Se nenhum investidor interessar-se em adquirir o jornal, o que significa levar junto as dívidas acumuladas em milhões de reais e dólares (quanto, somente uma auditoria isenta poderá dizer), o centenário jornal, fundado em 1912 por Ernesto Simões Filho (1886-1957), acaba daqui a dois meses.

Era uma vez, portanto, um diário que hegemonizou o mercado de imprensa do terceiro maior Estado (em população) do Brasil. Criado para defender posições político-partidárias alinhadas com o grupo de Rui Barbosa, o jornal fale unicamente por conta de má gestão.

São do conhecimento público os desentendimentos entre os dois ou três ramos da família herdeira. Desde pelo menos meados dos anos 90 transformaram a Redação do jornal em mini-latifúndios, dentro dos quais cada um é o seu coronel.

Enquanto viveu com energia e vigor, Regina Simões de Mello Leitão (1912-2012), a filha à qual Ernesto deixou a maior parte das ações da empresa, impunha algum controle aos doidivanas. Já que residia no Rio de Janeiro, fez isso delegando totais poderes a Jorge Calmon (1915-2006), uma espécie, eu diria, de Príncipe (Maquiavel) do jornalismo baiano.

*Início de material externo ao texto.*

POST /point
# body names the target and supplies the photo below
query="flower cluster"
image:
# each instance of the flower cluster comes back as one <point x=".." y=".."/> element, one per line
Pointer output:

Espécie de "príncipe" do jornalismo, Jorge Calmon foi desautorizado por herdeiro

Espécie de “príncipe” do jornalismo, Jorge Calmon foi desautorizado por herdeiro

Jorge Calmon montou, por quase 50 anos à frente da empresa, um triunvirato com Arthur Couto, manda-chuva da parte comercial, e Cruz Rios no operativo. Dr. Jorge, como era chamado, pediu para sair em 1996, na sequência de uma série de conflitos “de gestão” a partir de interferências diretas de um dos filhos da matriarca, em edições do jornal.

No período que cobre os anos de 60 a meados de 90, A Tarde quase não teve concorrente no mercado de comunicação. Examinei os seus balanços contábeis disponíveis, entre as décadas de 70 e início de 90: seu lucro era exorbitante, em comparação com a concorrência. O resultado altamente positivo do negócio era obtido por uma combinação de fatores mercadológicos.

  • REINO DO ABSOLUTO

Por sua situação privilegiada de quase monopólio no setor de mídia impressa, A Tarde tinha autoridade para impor preços e influenciar tendências.

Seja na sua tabela de anúncios, a mais cara do país em se considerando a relação de audiência (custo/por 1.000). Todos queriam anunciar em A Tarde pelo retorno imediato. Daí pagarem o que o jornal exigia (lei elementar da oferta e procura). Seja no pagamento de salários.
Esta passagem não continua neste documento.